Depuis la sortie de Flamagra en 2019, Flying Lotus n'a pas vraiment chômé. Entre les projets en collaboration, les musiques de films, la gestion de son label Brainfeeder et la réalisation de Ash (un film de science-fiction horrifique visuellement intense dont il a également signé la bande originale) on se demande sincèrement comment le bonhomme n'a pas fait de burn-out. Des années engloutis dans la machine hollywoodienne, avec ses négociations de syndicats, ses deadlines absurdes et ses arbitrages permanents. Pas franchement l'environnement idéal pour laisser parler son instinct.
Alors quand Ash a enfin été bouclé, FlyLo a eu une envie simple et viscérale, faire de la musique pour lui. Juste pour lui. Laptop, contrôleur et Ren & Stimpy en fond d'écran. Big Mama est né de cette liberté retrouvée, largement nourri de son amour des dessins animés (l'artwork inspiré de Tartakovsky ne laisse aucun doute là-dessus) et d'une volonté assumée de créer quelque chose de foncièrement humain dans un paysage musical de plus en plus stérilisé par l'IA.
Le résultat ? Un EP qui ressemble, disons-le franchement, à du Iglooghost signé Flying Lotus. Et non, ce n'est pas une insulte. C'est même une proposition assez excitante quand on connaît la densité thématique et la précision millimétrée qui caractérisent habituellement le travail de Steven Ellison. Ajoutez à ça des influences assumées d'Anamanaguchi et de la VGM (video game music), et vous obtenez quelque chose qui se distingue immédiatement de tout ce qu'il a fait jusqu'ici.
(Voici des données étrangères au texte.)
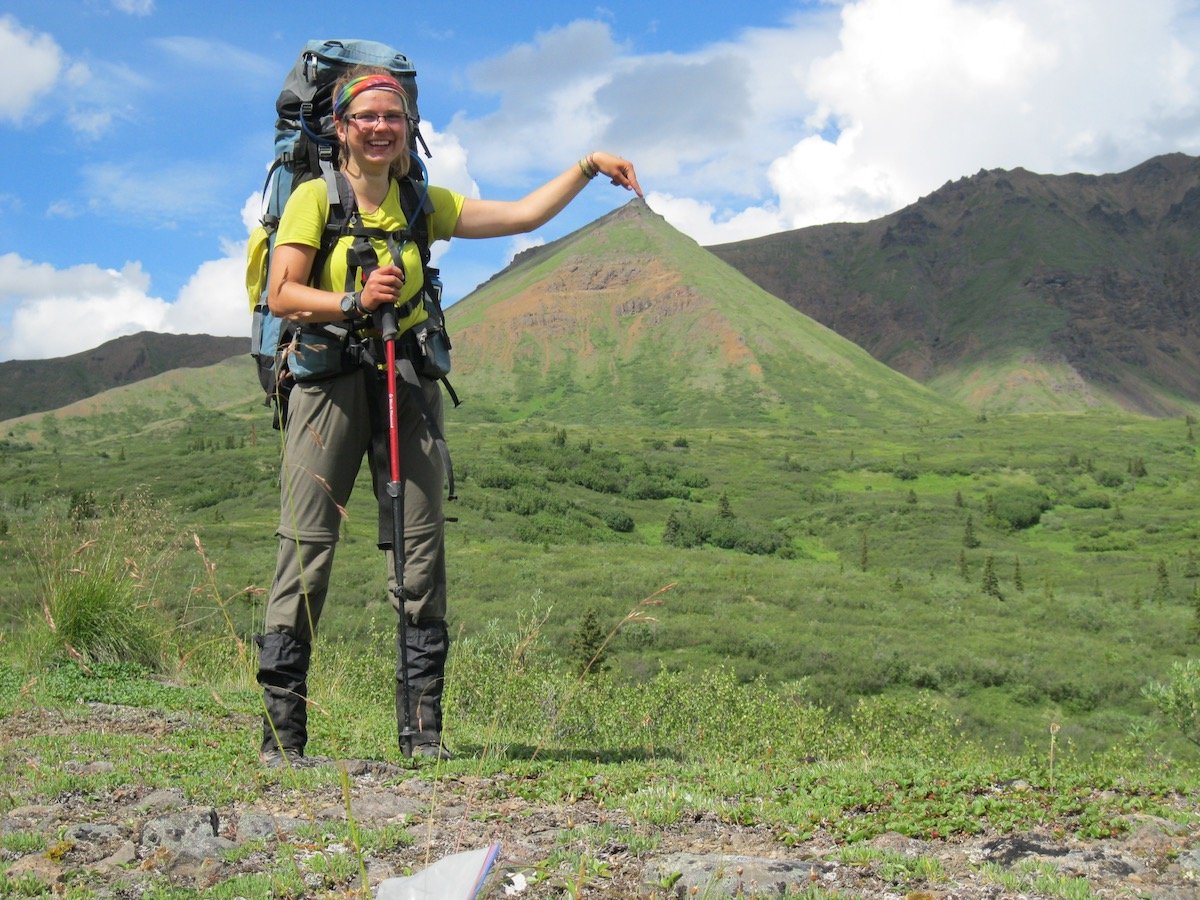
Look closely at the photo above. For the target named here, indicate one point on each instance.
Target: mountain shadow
(1011, 291)
(39, 385)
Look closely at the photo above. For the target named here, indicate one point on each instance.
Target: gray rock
(192, 835)
(255, 825)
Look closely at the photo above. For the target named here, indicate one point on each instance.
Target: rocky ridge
(129, 839)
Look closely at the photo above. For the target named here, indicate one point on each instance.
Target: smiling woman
(369, 291)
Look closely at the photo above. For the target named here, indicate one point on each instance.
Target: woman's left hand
(618, 169)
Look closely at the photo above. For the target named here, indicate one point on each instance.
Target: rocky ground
(129, 841)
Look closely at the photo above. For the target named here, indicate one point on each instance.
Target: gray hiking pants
(331, 425)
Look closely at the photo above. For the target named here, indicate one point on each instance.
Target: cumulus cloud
(82, 306)
(850, 111)
(34, 63)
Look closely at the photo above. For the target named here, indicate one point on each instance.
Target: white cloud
(33, 61)
(851, 111)
(214, 300)
(84, 305)
(702, 221)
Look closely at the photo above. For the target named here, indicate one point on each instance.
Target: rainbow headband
(366, 83)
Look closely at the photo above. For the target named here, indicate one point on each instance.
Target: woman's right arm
(288, 293)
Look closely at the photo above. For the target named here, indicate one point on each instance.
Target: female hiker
(339, 415)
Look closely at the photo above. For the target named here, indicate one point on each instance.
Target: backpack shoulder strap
(417, 205)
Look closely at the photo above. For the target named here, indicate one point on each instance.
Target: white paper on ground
(454, 877)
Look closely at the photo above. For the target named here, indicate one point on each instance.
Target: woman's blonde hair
(401, 163)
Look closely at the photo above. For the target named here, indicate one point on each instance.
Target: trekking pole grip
(385, 321)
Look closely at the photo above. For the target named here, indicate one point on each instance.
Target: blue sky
(136, 133)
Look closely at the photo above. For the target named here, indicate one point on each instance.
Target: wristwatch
(352, 306)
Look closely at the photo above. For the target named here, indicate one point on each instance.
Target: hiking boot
(426, 655)
(282, 759)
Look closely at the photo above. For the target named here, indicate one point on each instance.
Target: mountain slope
(36, 385)
(1011, 291)
(628, 319)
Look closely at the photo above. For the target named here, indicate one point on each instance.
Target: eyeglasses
(369, 120)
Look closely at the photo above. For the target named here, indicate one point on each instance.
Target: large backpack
(306, 148)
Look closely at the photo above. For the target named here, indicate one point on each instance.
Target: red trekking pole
(388, 328)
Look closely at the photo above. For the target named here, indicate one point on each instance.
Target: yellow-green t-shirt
(304, 222)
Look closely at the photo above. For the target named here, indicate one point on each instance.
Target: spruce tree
(990, 580)
(588, 645)
(969, 537)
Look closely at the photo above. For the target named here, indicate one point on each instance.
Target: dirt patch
(121, 840)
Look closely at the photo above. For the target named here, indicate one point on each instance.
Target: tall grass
(97, 582)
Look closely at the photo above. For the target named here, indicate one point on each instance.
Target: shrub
(1093, 499)
(1179, 699)
(618, 521)
(1020, 507)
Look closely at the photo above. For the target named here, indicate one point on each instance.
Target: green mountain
(630, 321)
(1011, 291)
(37, 385)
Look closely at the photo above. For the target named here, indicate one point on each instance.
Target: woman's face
(375, 129)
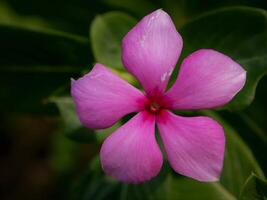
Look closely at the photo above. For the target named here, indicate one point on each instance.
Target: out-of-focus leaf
(10, 17)
(239, 164)
(239, 161)
(64, 153)
(35, 62)
(73, 128)
(251, 123)
(138, 7)
(254, 189)
(106, 33)
(240, 33)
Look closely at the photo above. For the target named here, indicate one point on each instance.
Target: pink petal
(131, 154)
(207, 79)
(150, 51)
(102, 97)
(194, 145)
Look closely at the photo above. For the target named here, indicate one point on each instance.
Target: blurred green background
(45, 151)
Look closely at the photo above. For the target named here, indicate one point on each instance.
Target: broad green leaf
(239, 164)
(251, 123)
(35, 62)
(239, 32)
(73, 128)
(254, 189)
(239, 161)
(106, 33)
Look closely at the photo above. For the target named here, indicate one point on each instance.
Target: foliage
(40, 55)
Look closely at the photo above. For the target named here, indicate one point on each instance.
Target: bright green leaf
(239, 161)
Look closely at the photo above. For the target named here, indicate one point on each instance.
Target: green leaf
(34, 63)
(255, 188)
(106, 34)
(239, 164)
(239, 161)
(239, 32)
(73, 129)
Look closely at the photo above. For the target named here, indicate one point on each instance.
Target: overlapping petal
(194, 145)
(102, 97)
(131, 154)
(150, 51)
(206, 79)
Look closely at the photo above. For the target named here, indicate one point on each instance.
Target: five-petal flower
(206, 79)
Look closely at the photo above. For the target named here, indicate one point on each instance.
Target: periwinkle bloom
(194, 145)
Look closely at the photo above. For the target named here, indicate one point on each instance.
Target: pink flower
(194, 145)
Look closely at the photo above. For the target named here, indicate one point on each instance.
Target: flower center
(153, 107)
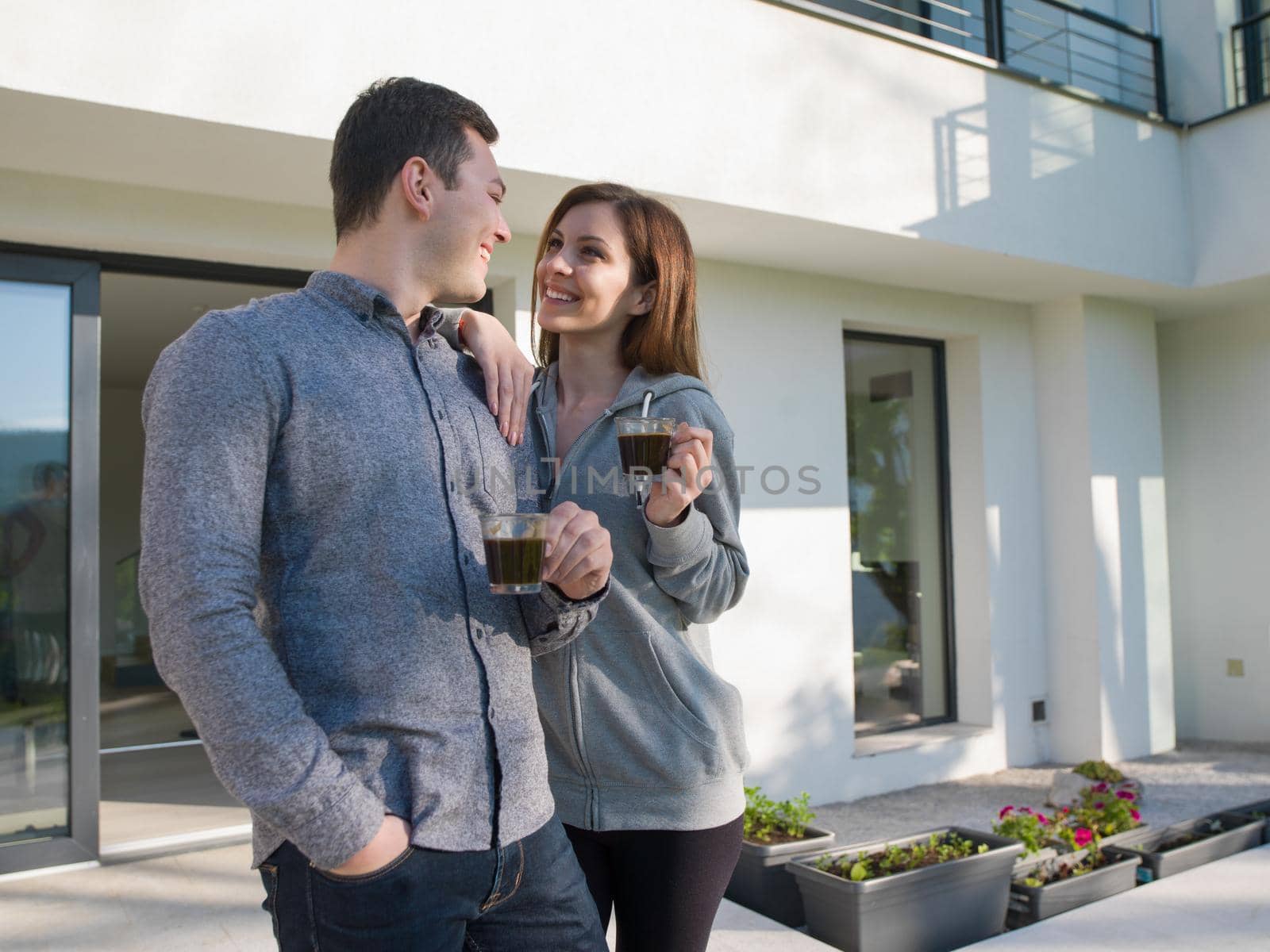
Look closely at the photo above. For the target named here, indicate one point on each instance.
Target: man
(309, 451)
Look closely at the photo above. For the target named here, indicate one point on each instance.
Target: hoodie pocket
(641, 727)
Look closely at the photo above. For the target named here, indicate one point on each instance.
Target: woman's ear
(647, 298)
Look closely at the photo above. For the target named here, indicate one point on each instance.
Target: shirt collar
(365, 300)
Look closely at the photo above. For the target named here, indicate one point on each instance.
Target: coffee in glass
(514, 551)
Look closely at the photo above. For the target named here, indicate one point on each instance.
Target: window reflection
(895, 479)
(35, 536)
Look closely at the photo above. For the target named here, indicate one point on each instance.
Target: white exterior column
(1108, 615)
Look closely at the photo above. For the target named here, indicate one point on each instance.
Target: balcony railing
(1250, 44)
(1054, 41)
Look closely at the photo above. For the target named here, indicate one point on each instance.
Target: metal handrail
(1047, 37)
(1251, 56)
(1138, 75)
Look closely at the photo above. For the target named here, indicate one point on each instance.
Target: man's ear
(418, 186)
(647, 298)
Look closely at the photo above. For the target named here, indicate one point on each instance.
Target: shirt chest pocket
(487, 463)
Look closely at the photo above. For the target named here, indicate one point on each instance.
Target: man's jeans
(529, 896)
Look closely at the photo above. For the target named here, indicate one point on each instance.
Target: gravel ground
(1197, 778)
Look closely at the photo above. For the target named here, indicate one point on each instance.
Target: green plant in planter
(1032, 827)
(888, 861)
(1099, 771)
(1108, 812)
(766, 818)
(1060, 869)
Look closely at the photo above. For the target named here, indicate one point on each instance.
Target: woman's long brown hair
(666, 340)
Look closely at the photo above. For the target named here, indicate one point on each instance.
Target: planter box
(1133, 835)
(1030, 904)
(1261, 806)
(762, 884)
(1241, 833)
(935, 909)
(1030, 860)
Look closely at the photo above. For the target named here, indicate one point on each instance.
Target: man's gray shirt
(315, 583)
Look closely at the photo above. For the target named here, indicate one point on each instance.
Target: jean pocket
(270, 877)
(359, 879)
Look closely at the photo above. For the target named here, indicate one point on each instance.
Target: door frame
(83, 277)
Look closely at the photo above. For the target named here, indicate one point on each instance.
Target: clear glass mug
(645, 446)
(514, 543)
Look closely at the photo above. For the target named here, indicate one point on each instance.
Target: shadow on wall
(1030, 148)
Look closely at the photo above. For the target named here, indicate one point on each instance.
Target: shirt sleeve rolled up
(213, 413)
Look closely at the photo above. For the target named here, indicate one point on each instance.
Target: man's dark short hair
(391, 122)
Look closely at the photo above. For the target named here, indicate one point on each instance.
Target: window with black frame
(897, 470)
(1250, 48)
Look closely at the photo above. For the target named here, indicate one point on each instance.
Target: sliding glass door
(48, 584)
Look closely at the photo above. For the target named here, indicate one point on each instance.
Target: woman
(645, 740)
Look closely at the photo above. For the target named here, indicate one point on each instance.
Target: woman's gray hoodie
(641, 731)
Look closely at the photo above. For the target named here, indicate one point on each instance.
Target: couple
(313, 571)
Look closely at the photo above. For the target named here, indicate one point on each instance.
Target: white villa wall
(1197, 36)
(1216, 389)
(852, 145)
(1105, 530)
(1226, 175)
(774, 343)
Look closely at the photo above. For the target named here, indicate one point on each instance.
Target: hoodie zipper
(573, 685)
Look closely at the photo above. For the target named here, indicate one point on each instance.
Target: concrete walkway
(211, 900)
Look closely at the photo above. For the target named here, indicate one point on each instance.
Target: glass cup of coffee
(645, 446)
(514, 551)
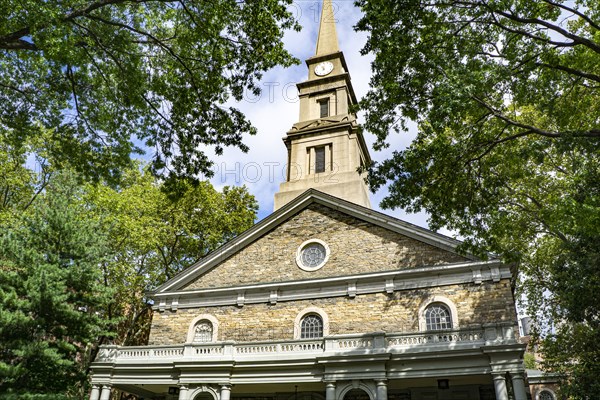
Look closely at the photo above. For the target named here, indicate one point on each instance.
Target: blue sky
(274, 112)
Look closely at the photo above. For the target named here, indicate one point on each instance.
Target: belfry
(327, 299)
(325, 147)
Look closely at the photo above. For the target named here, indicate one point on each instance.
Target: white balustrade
(487, 335)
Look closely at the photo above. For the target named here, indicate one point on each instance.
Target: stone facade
(356, 247)
(397, 312)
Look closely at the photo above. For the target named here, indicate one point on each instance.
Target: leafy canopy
(506, 95)
(153, 236)
(109, 77)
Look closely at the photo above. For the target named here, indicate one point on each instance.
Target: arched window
(438, 317)
(546, 395)
(311, 327)
(203, 331)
Dès les premières secondes, Big Mama explose en couleurs. Captain Kernel pose le décor avec un IDM flamboyant et une basse tordue dont l'artiste a le secret. Les beats microtonaux s'entrelacent avec des mélodies foisonnantes, à la fois complexes et pleines de caractère. Ce mot "caractère" va traverser l'EP de bout en bout. In The Forest – Day plonge tête baissée dans la VGM, évoquant les musiques de combat d'Undertale avec une sincérité désarmante. Et Horse Nuke, qui conclut le vrai contenu musical du disque, enroule une mélodie tendue autour d'un backbeat frénétique et d'une intrication rythmique qui rappelle pourquoi FlyLo reste une référence.
Certes, Big Mama ne prétend pas être une grande œuvre. À 7 titres et 13 minutes, ce n'est pas un album, à peine un EP au sens classique du terme, plutôt une série d'idées jetées avec enthousiasme, quelques-unes qui ressemblent à des vraies chansons, d'autres à des interludes, toutes animées d'une même énergie spontanée. C'est une forme de catharsis, un exutoire après des années passées dans l'environnement asphyxiant d'un tournage. Et ça s'entend. Il y a dans ces morceaux une légèreté et une chaleur qu'on avait peut-être perdues de vue depuis un moment.
Ce qui est frappant, c'est la densité d'intention que parvient à dégager un format aussi court. Pour un projet qui se veut délibérément simple (un mec, un ordi, des cartoons) Big Mama rayonne d'une énergie bien au-delà de sa durée de vie sur le papier. Est-ce que c'est le retour en grande pompe qu'on attendait ? Non. Mais c'est peut-être le signe que quelque chose se prépare. Que FlyLo a rechargé les batteries, qu'il a retrouvé le plaisir de jouer. Pour ceux qui peuvent mettre de côté le mystique Flying Lotus cinq minutes et apprécier un artiste qui s'amuse franchement, cet opus réserve de quoi être agréablement surpris.